La venganza de mi mujer ciega romance Capítulo 7

—¿Dr. Águila?

—¡Soy yo!

Miguel Águila ayudó a Albina a levantarse y le ayudó a quitarse todos los copos de nieve del cuerpo con la voz suave:

—Es un día de nieve. No eres capaz de ver. ¿Cómo puedes salir sola? ¿Dónde está Umberto?

Ante estas palabras, Albina frunció los labios y susurró:

—Nos divorciamos.

Miguel se quedó atónito por un momento. La mano que la sujetaba se tensó violentamente:

—¡Cómo puede ser!

—Tiene a alguien que le gusta, así que no puedo seguir a su lado.

Albina sonrió con falso alivio, una sonrisa que parecía amarga en las pupilas de Miguel.

—Lo siento. No debería haberte hablado de lo de Yolanda.

—¡No es así!

Albina levantó la cara para mirarlo. Sus encantadores ojos se enrojecieron:

—Te agradezco que me lo hayas dicho. Si no fuera por ti, todavía estaría en la oscuridad, actuando tontamente como el banco de sangre móvil de otra persona. Es bueno que ahora me haya divorciado y no tenga que hacer una transfusión de sangre en el futuro.

Miguel la miró mientras intentaba esbozar una sonrisa. De alguna manera su corazón se agrió de repente mientras le quitaba la nieve recién caída del pelo.

—Sí, correcto. No habrá más transfusiones de sangre en el futuro.
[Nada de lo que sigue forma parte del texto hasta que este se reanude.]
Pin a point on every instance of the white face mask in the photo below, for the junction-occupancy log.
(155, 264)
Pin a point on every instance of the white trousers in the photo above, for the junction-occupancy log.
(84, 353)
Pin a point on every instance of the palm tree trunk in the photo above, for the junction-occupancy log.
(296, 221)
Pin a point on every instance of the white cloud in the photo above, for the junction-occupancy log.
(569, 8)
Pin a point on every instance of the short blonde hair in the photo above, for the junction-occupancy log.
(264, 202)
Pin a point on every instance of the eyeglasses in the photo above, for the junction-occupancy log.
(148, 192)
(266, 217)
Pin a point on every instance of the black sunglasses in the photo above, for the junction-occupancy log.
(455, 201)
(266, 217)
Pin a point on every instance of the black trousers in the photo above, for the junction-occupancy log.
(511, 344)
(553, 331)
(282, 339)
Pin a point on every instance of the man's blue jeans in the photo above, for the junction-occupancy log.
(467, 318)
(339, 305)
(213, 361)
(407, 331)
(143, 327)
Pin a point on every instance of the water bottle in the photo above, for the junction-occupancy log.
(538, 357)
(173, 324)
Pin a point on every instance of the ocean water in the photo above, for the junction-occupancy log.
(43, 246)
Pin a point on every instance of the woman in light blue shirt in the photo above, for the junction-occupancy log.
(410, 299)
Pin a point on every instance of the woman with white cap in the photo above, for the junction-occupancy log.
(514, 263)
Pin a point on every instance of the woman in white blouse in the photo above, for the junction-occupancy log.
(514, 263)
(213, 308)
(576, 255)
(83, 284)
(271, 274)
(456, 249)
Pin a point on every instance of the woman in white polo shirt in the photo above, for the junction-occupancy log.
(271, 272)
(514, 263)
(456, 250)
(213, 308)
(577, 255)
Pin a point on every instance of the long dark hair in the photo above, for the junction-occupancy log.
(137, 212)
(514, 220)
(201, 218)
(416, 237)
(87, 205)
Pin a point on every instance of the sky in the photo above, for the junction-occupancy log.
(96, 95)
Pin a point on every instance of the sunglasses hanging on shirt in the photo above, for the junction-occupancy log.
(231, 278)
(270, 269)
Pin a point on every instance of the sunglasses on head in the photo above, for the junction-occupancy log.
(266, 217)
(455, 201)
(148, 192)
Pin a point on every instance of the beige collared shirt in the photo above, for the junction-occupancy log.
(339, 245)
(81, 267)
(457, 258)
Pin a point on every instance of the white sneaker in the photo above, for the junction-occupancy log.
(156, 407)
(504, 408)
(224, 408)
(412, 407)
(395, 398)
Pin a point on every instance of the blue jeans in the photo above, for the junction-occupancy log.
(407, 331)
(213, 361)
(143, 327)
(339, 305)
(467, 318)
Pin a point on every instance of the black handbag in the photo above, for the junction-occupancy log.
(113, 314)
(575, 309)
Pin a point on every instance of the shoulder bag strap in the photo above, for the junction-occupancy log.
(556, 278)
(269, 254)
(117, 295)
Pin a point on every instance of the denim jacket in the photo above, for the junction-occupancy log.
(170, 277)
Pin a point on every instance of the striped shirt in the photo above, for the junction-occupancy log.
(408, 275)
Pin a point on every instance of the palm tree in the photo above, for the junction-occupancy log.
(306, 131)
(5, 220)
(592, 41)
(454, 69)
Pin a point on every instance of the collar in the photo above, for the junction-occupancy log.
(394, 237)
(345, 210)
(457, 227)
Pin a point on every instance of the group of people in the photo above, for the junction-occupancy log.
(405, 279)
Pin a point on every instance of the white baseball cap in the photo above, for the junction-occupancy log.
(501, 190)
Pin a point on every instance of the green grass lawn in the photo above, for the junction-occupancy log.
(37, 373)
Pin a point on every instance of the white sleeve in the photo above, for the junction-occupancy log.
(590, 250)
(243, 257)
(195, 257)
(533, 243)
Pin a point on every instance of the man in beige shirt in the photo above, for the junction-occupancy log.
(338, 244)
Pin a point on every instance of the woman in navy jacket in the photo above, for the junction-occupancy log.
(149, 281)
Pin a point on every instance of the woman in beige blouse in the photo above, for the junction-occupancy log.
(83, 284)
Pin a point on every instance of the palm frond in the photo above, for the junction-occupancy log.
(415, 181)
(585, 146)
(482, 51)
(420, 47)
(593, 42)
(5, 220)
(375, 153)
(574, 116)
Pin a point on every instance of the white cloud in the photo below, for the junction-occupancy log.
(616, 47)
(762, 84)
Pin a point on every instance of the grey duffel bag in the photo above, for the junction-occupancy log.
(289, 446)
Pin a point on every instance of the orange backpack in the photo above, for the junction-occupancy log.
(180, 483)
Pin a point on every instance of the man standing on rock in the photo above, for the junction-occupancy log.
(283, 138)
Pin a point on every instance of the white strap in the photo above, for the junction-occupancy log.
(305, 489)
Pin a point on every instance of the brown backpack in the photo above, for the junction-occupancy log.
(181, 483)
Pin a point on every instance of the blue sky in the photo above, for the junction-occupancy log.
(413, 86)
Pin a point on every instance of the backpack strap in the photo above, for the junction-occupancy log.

Cuando Umberto encontró a Albina, vio por casualidad la imagen de Miguel tocando el pelo de la chica. Fijó la mirada en la mano que estaba encima de la cabeza de Albina con una intención oscura y penetrante.

Conocía a ese hombre. Era el médico de cabecera de Albina que había tratado sus ojos durante tres años.

Viendo la forma en que estaba intimando con Albina, como un hombre, Umberto podía darse cuenta naturalmente de que su actitud hacia Albina no era sencilla. La ira surgió de inmediato.

—¡Albina! —gritó Umberto, que estaba a punto de ir a interrumpir a los dos cuando su móvil sonó de repente.

Estaba de pie, era Sra. Santángel llamándolo. Sonó insistentemente.

Umberto lo recogió:

—Mamá, ¿qué pasa?

La voz ansiosa de Sra. Santángel llegó desde el otro extremo de la línea:

—Umberto, vuelve y echa un vistazo. Yolanda se ha desmayado de repente...

Umberto frunció el ceño ferozmente y echó una mirada profunda en dirección a Albina. Con la constante insistencia de Sra. Santángel en sus oídos, solo pudo dejarla y volver por donde había venido.

Ella ya tenía a uno a su lado, así que no debería pasarle nada.

Albina oyó vagamente la voz de Umberto. Sus largas pestañas se movieron mientras tiraba de la manga de Miguel. Su voz llevaba una vaga esperanza:

—¿Umberto está aquí? He oído su voz.

Miguel miró la espalda ansiosa de Umberto y subió fríamente las comisuras de los labios:

Después de tres años, al escuchar de nuevo esta voz familiar, Albina sintió que no podía hablar. quiso llorar y no pudo emitir ningún sonido durante mucho tiempo.

La puerta se abrió y la mujer se congeló por un momento al ver a Albina.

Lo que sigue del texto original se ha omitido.